La musique pittoresque, dont je conserve malgré moi le nom qui, pris à la lettre, est purement absurde, puisqu’on ne saurait peindre avec des sons et pour les oreilles, la musique pittoresque a plus d’une visée ; mais l’une des principales est, dit-elle, de représenter les voix de la nature. Or, comme ces voix sont des bruits, cette musique a souvent recours aux instruments bruyants, parmi lesquels on ne disputera pas certainement le premier rang à la grosse caisse.

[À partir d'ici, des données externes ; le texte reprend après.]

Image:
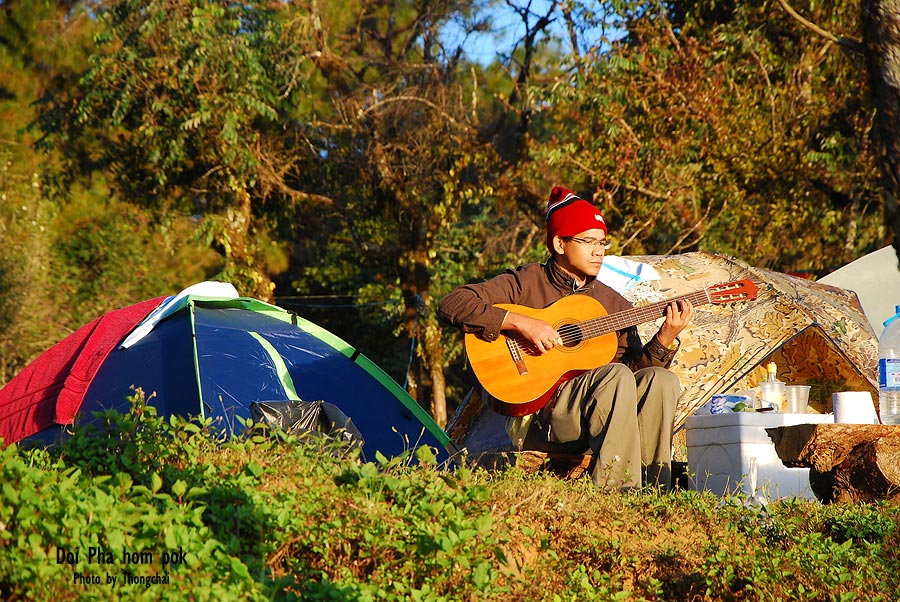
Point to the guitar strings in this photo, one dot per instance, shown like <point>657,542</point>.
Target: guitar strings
<point>572,334</point>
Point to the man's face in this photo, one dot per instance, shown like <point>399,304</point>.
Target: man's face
<point>581,255</point>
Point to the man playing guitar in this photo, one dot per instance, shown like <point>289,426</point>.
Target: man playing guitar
<point>623,410</point>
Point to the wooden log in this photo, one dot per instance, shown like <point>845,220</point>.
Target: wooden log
<point>848,462</point>
<point>870,472</point>
<point>824,446</point>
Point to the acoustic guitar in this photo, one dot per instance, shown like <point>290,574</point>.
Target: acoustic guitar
<point>520,380</point>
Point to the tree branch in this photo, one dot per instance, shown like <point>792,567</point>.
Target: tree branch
<point>846,43</point>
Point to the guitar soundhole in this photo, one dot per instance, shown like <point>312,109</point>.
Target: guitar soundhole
<point>572,335</point>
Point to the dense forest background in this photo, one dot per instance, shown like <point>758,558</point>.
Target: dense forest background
<point>353,161</point>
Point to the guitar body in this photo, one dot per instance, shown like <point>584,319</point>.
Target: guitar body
<point>525,393</point>
<point>519,379</point>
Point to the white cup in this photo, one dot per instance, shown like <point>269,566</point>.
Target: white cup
<point>797,398</point>
<point>772,394</point>
<point>853,407</point>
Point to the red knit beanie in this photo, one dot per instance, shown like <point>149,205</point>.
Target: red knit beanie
<point>568,215</point>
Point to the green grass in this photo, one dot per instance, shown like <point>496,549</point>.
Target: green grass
<point>270,517</point>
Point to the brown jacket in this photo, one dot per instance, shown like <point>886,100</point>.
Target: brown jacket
<point>471,307</point>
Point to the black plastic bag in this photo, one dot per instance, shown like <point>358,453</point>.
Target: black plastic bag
<point>308,418</point>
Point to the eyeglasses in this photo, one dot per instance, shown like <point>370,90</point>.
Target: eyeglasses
<point>593,243</point>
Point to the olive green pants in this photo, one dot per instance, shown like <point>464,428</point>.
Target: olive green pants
<point>625,418</point>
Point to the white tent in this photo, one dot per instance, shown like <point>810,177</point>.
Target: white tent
<point>875,278</point>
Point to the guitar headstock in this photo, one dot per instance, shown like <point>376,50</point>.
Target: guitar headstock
<point>728,292</point>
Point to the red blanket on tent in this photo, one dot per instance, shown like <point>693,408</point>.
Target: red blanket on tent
<point>50,389</point>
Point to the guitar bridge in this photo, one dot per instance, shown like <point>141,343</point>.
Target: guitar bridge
<point>515,353</point>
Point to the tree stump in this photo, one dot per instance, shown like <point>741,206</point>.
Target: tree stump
<point>847,462</point>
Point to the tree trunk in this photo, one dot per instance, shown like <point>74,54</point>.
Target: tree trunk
<point>434,361</point>
<point>241,263</point>
<point>880,24</point>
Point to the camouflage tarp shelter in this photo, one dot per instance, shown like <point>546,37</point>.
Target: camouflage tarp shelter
<point>815,333</point>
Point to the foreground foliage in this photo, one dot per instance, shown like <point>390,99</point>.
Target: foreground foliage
<point>187,515</point>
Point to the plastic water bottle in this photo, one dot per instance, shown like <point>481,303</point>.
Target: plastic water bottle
<point>889,371</point>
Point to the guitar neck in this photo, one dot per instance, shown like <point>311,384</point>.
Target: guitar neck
<point>596,327</point>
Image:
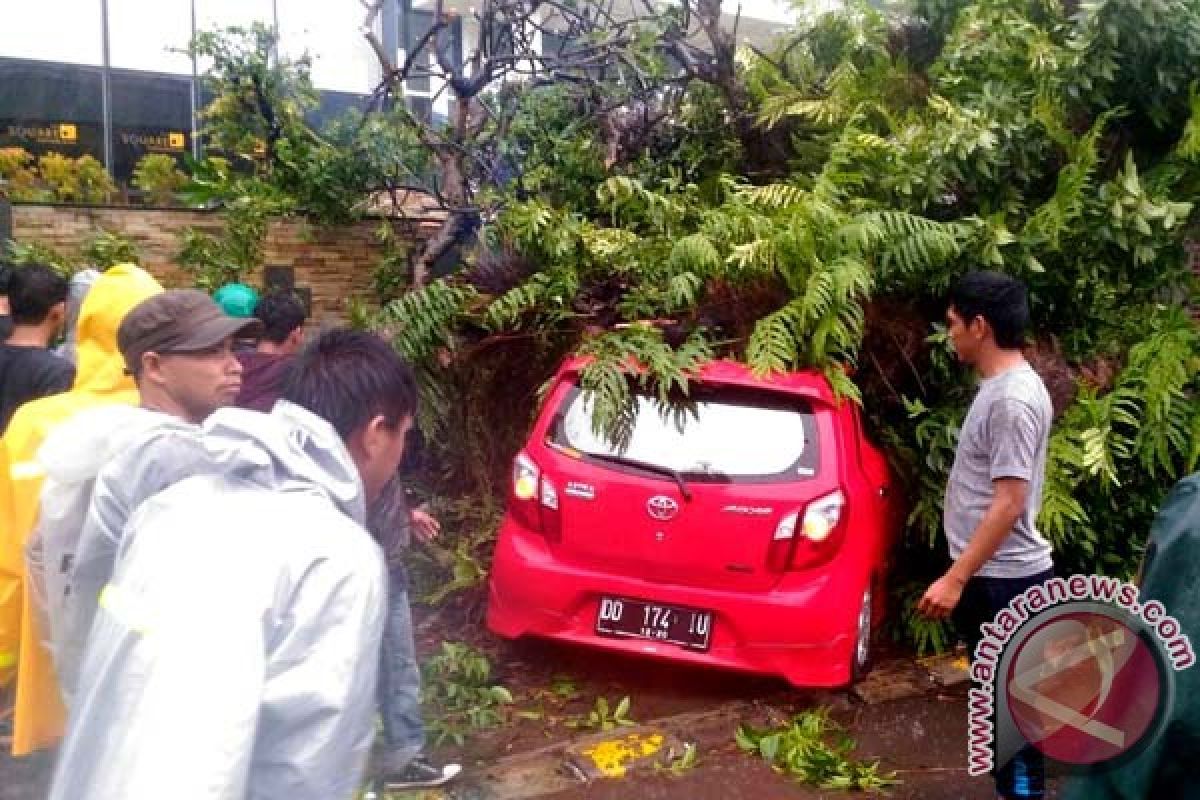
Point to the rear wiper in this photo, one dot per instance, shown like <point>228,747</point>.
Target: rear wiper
<point>649,468</point>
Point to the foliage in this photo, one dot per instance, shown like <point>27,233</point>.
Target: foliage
<point>54,178</point>
<point>461,565</point>
<point>76,180</point>
<point>160,178</point>
<point>107,248</point>
<point>604,716</point>
<point>814,750</point>
<point>22,253</point>
<point>18,176</point>
<point>459,695</point>
<point>685,762</point>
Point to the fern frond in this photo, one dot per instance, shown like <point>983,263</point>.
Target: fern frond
<point>424,319</point>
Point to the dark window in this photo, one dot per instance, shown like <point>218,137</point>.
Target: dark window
<point>51,108</point>
<point>151,113</point>
<point>726,434</point>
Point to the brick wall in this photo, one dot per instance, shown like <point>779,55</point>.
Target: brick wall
<point>336,263</point>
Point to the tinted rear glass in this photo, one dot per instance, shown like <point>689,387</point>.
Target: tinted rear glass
<point>726,434</point>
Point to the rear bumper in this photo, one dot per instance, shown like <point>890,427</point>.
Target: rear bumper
<point>803,630</point>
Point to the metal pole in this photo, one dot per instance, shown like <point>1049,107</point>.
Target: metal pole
<point>275,22</point>
<point>195,92</point>
<point>395,34</point>
<point>106,88</point>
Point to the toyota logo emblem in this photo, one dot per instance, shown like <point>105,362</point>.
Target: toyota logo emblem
<point>661,507</point>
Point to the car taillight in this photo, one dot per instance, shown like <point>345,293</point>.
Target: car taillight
<point>808,540</point>
<point>534,500</point>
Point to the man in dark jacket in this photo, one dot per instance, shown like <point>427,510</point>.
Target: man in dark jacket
<point>264,370</point>
<point>1164,768</point>
<point>29,368</point>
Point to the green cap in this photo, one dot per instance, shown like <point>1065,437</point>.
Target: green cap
<point>237,300</point>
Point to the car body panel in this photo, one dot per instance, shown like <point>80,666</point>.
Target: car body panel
<point>629,534</point>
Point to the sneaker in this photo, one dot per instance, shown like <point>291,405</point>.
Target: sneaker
<point>420,774</point>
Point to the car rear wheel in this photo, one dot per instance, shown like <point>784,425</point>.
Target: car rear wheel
<point>863,638</point>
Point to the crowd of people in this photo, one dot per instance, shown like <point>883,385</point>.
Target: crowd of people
<point>202,540</point>
<point>203,529</point>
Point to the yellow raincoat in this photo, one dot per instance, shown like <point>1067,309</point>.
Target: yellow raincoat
<point>100,380</point>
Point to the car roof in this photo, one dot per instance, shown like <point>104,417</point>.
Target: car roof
<point>808,383</point>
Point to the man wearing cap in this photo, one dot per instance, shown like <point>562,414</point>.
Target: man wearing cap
<point>179,348</point>
<point>100,383</point>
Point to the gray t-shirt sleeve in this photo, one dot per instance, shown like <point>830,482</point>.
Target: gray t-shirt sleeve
<point>1014,432</point>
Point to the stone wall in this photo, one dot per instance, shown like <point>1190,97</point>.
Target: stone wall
<point>336,264</point>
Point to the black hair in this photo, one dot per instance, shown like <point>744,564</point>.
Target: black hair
<point>34,290</point>
<point>281,312</point>
<point>348,378</point>
<point>1000,299</point>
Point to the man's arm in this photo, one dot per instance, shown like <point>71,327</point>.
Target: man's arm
<point>1006,509</point>
<point>1015,435</point>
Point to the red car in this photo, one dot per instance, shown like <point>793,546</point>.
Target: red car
<point>751,533</point>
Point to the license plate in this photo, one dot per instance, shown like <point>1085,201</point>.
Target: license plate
<point>688,627</point>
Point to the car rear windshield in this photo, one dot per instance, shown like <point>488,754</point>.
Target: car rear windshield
<point>723,434</point>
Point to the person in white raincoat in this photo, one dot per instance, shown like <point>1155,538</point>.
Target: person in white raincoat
<point>234,651</point>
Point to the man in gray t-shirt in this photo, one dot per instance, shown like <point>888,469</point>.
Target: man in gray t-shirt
<point>995,486</point>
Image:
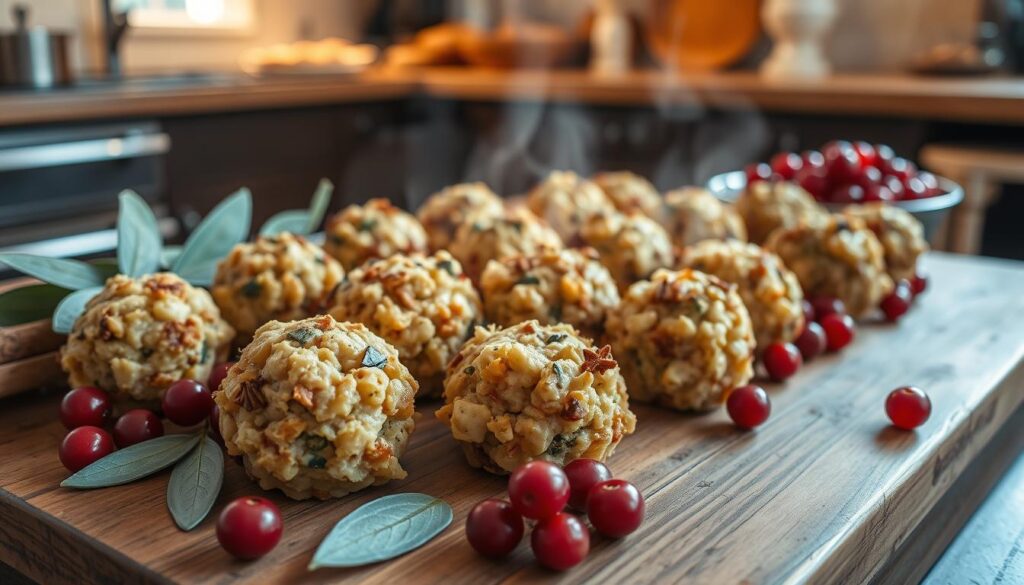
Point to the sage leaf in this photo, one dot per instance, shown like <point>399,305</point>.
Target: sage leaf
<point>195,484</point>
<point>383,529</point>
<point>139,242</point>
<point>292,220</point>
<point>26,304</point>
<point>133,462</point>
<point>71,307</point>
<point>220,231</point>
<point>71,275</point>
<point>318,205</point>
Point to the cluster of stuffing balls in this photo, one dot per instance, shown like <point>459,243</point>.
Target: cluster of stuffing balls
<point>536,322</point>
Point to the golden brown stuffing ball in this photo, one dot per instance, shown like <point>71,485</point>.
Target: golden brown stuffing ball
<point>565,201</point>
<point>767,206</point>
<point>683,338</point>
<point>554,286</point>
<point>375,230</point>
<point>531,391</point>
<point>631,246</point>
<point>488,238</point>
<point>691,214</point>
<point>423,305</point>
<point>317,408</point>
<point>901,236</point>
<point>770,292</point>
<point>838,257</point>
<point>630,193</point>
<point>138,336</point>
<point>275,278</point>
<point>444,211</point>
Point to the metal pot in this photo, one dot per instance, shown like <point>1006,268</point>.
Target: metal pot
<point>33,56</point>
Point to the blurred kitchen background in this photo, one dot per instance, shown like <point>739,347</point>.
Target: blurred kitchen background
<point>186,100</point>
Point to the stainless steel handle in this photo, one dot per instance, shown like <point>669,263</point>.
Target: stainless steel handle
<point>127,147</point>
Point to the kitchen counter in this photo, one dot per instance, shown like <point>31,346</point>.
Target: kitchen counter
<point>989,99</point>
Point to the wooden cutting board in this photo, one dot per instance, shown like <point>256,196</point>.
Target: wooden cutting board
<point>825,492</point>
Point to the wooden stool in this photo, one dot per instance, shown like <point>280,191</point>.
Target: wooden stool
<point>980,170</point>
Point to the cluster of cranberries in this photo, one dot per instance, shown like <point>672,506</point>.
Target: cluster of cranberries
<point>849,172</point>
<point>540,491</point>
<point>87,412</point>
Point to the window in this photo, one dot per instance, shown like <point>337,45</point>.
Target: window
<point>189,15</point>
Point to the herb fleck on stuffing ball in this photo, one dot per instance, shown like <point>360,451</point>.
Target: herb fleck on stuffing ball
<point>532,391</point>
<point>317,408</point>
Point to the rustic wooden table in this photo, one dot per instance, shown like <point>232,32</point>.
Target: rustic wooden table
<point>825,492</point>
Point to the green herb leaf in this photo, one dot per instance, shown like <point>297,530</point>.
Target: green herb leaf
<point>374,358</point>
<point>133,462</point>
<point>71,308</point>
<point>26,304</point>
<point>71,275</point>
<point>139,242</point>
<point>383,529</point>
<point>195,484</point>
<point>225,226</point>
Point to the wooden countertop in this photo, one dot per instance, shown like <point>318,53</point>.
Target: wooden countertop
<point>825,492</point>
<point>980,99</point>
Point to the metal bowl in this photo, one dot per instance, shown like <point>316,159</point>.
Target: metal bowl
<point>930,210</point>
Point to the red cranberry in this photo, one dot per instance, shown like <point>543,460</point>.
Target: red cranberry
<point>908,407</point>
<point>839,331</point>
<point>812,341</point>
<point>896,303</point>
<point>865,152</point>
<point>824,305</point>
<point>215,424</point>
<point>186,403</point>
<point>781,361</point>
<point>813,159</point>
<point>786,165</point>
<point>848,193</point>
<point>217,375</point>
<point>814,180</point>
<point>135,426</point>
<point>615,507</point>
<point>584,474</point>
<point>748,406</point>
<point>249,527</point>
<point>84,446</point>
<point>560,542</point>
<point>494,528</point>
<point>539,490</point>
<point>85,407</point>
<point>758,172</point>
<point>919,284</point>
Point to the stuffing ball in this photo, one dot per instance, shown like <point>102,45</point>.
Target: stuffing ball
<point>138,336</point>
<point>770,292</point>
<point>631,246</point>
<point>838,257</point>
<point>767,206</point>
<point>683,338</point>
<point>376,230</point>
<point>317,408</point>
<point>488,238</point>
<point>424,306</point>
<point>691,214</point>
<point>901,236</point>
<point>630,193</point>
<point>555,286</point>
<point>444,211</point>
<point>275,278</point>
<point>565,201</point>
<point>532,391</point>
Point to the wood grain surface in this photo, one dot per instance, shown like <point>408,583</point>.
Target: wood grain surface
<point>992,99</point>
<point>823,493</point>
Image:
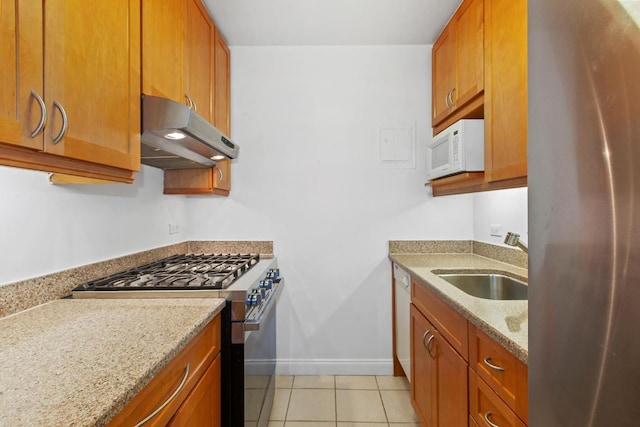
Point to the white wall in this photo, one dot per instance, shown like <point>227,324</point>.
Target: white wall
<point>46,228</point>
<point>309,178</point>
<point>507,208</point>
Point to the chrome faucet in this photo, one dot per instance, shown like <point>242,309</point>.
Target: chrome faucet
<point>513,239</point>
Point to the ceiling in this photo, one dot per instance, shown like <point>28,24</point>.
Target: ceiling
<point>330,22</point>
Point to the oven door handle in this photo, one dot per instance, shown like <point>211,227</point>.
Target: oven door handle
<point>254,325</point>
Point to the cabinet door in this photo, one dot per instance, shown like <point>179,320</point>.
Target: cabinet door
<point>453,409</point>
<point>198,64</point>
<point>21,73</point>
<point>438,376</point>
<point>92,76</point>
<point>469,51</point>
<point>423,370</point>
<point>443,73</point>
<point>162,48</point>
<point>222,107</point>
<point>505,89</point>
<point>202,407</point>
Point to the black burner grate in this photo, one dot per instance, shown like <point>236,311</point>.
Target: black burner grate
<point>191,271</point>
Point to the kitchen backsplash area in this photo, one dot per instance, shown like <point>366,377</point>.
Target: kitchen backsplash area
<point>499,253</point>
<point>18,296</point>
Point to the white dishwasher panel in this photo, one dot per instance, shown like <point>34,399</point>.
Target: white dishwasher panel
<point>403,302</point>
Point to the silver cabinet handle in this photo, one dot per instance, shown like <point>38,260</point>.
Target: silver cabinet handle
<point>166,402</point>
<point>192,104</point>
<point>486,418</point>
<point>423,338</point>
<point>491,365</point>
<point>65,122</point>
<point>43,114</point>
<point>429,341</point>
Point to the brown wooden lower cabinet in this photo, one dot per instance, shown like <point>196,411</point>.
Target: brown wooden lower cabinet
<point>487,408</point>
<point>501,370</point>
<point>186,391</point>
<point>202,406</point>
<point>438,376</point>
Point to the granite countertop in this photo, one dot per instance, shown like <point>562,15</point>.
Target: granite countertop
<point>504,321</point>
<point>79,362</point>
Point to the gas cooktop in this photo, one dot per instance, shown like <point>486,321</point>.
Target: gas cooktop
<point>179,272</point>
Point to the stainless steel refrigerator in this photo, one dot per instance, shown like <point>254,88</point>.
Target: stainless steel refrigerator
<point>584,213</point>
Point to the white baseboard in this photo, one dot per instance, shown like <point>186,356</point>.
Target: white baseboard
<point>334,367</point>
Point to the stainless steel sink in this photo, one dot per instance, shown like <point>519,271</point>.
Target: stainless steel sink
<point>488,286</point>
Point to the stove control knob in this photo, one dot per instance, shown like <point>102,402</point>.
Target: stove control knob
<point>273,273</point>
<point>254,300</point>
<point>266,284</point>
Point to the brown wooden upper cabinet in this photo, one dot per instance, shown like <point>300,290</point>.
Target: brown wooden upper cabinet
<point>69,97</point>
<point>505,111</point>
<point>492,86</point>
<point>184,58</point>
<point>458,67</point>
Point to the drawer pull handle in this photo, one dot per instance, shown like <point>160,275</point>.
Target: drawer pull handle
<point>423,338</point>
<point>429,346</point>
<point>43,114</point>
<point>65,122</point>
<point>166,402</point>
<point>192,104</point>
<point>491,365</point>
<point>486,418</point>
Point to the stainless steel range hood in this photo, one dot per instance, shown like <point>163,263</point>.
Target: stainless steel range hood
<point>176,137</point>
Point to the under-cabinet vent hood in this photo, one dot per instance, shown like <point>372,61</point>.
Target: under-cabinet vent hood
<point>176,137</point>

Commençons par elle.

« Les instruments de percussion, dit M. L. Pillaut, représentent dans l’orchestre l’élément le plus simple de l’art musical, le rythme, qui est la mesure du mouvement. » — « L’orchestre moderne n’a retenu de tous ces instruments que les timbales, la grosse caisse et les cymbales qui y restent à l’état permanent. » — « Si la grosse caisse est venue tard dans notre musique, en revanche elle a bien rattrapé le temps perdu[1]. » Sur cette famille d’instruments, le Manuel de Choron et Adrien de Lafage tient à peu près le même langage et, sur la grosse caisse, est encore plus bref : « À l’exception des timbales et tambours, dont on peut fixer le ton, les instruments de percussion ne sont autre chose que des moyens de renforcer le rythme… » — « La grosse caisse s’emploie dans la musique militaire et dans les grands tutti de l’orchestre, ainsi que dans certains airs de danse[2]. » Écoutons maintenant Berlioz et comparons :

« Parmi les instruments à percussion dont le son est indéterminable, c’est à coup sûr la grosse caisse qui a causé le plus de ravages, amené le plus de non-sens et de grossièreté dans la musique moderne. Au-

  1. Instruments et musiciens, pages 80, 81, 85.
  2. Seconde partie, tome III, pages 70 et suivantes.